Kein Glatteis: Natürlich kann einer Pädophilie Krankheitswert zukommen, genau so wie einer Alkohol- oder Drogensucht. Bei entsprechender Schwere kann beides zu einer reduzierten Schuldfähigkeit (früher: Zurechnungsfähigkeit) führen und damit Anlass sein für eine Strafmilderung. Hingegen führen bei dieser Schwere beide Krankheiten in der Regel zu einer stationären Massnahme, die länger dauert als die ausgesprochene Freiheitsstrafe.Taratonga hat geschrieben:Ich wage mich jetzt einmal aufs Glatteis...: ist Pädophilie nicht auch so etwas wie eine Krankheit, bzw eine Neigung, für die der Pädophile selber ja nichts kann? Er ist nun mal pädophil, das sucht sich niemand aus und dennoch ist es (zum Glück!) strafbar, sexuelle Handlungen an Kindern vorzunehmen.

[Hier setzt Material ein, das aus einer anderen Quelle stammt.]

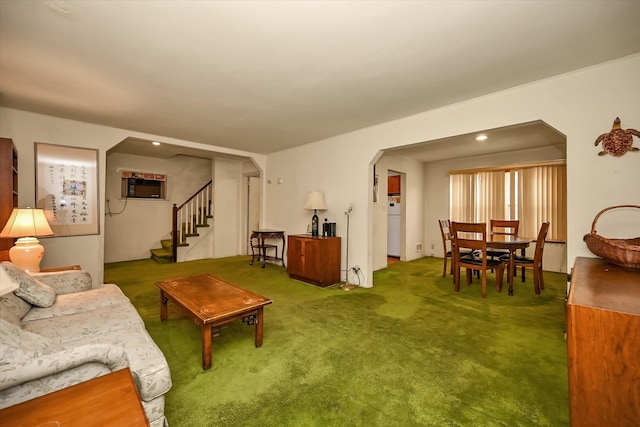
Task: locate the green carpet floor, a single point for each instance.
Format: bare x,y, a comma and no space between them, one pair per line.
408,352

Ein Pädo kann sich vor Gericht auch nicht auf seinen Drang sich Kindern zu nähern etc, berufen. Dasselbe sollte dann auch für Alkoholkranke die im Rausch Gewaltverbrechen begehen, gelten.
Die ganze Diskussion hier drin dreht sich um eine Grundsatzfrage des Strafrechts: Soll bei der Strafzumessung nur das Resultat einer Straftat (Strafrechtler sprechen dabei vom "Erfolg" der Straftat, was zynisch klingen mag, aber seine Berechtigung hat: Wer einen Mord begehen will und ihm das gelingt, der ist "erfolg"reich) relevant sein?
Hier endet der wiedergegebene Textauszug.